Как бы то ни было, но с уверенностью могу сказать, что сто микрограммов ЛСД не привели меня к Богу и не усадили на его колени, как некогда Лео Зеффа; не сделала этого, увы, и дополнительная доза (еще пятьдесят микрограммов, которые я поспешно принял в надежде еще глубже забраться в недра сознания). Я так и не достиг трансцендентного, «недвойственного» или «мистического» состояния, поэтому, когда на следующее утро я предпринял (под присмотром Фрица) вторую попытку достичь цели, мной владело некоторое разочарование. Однако новый план сознания, на который меня выбросило и который я неутомимо исследовал в течение нескольких часов, оказался гораздо более интересным, приятным и, как мне кажется, полезным для меня. Конечно, меня больше прельщала мысль понять, насколько длительными и долговечными окажутся для меня последствия пребывания на этом плане, но оказалось, что пережитое мной полностью раскрыло меня и мою сущность, причем с самой неожиданной стороны.

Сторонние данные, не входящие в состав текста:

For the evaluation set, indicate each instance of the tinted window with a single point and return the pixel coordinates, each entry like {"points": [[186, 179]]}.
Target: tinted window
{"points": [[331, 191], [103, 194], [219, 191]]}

Поскольку «кислота» не растворила мое эго полностью, я не потерял способности перенаправлять поток своего сознания или осознания: в сущности, оно все время оставалось моим. Но сам поток ощущался совсем другим, менее доступным действию воли и не подверженным вмешательству извне. Это состояние напомнило мне о приятном и в то же время пугающем психическом пространстве, которое иногда открывается внутри нас ночью, когда мы буквально балансируем между состояниями бодрствования и сна, находясь в объятиях так называемого промежуточного, или гипнагогического, сознания. Это тот момент, когда эго, кажется, вот-вот сдаст свои позиции, а вслед за ним отступит и разум, оставив поле сознания без контроля и надзора, уязвимым для мягкого вторжения сновидческих образов и галлюцинаторных обрывков повествования. Теперь представьте, что это состояние расширилось безмерно, но при этом вы сохраняете способность направлять свое внимание то на одно, то на другое, как это происходит, скажем, в каком-то особенно ярком и захватывающем видении. Но в отличие от видения или мечты вы полностью соотносите себя с содержанием развертывающегося повествования, неизменно пребывая в нем и не отвлекаясь на внешние факторы. У меня не было другого выбора, кроме как повиноваться и следовать логике этого сна наяву, его онтологическим и эпистемологическим правилам, пока под влиянием то ли воли, то ли свежих мелодий и новой песни психический канал не менял свое русло и я не оказывался в совершенно другом месте.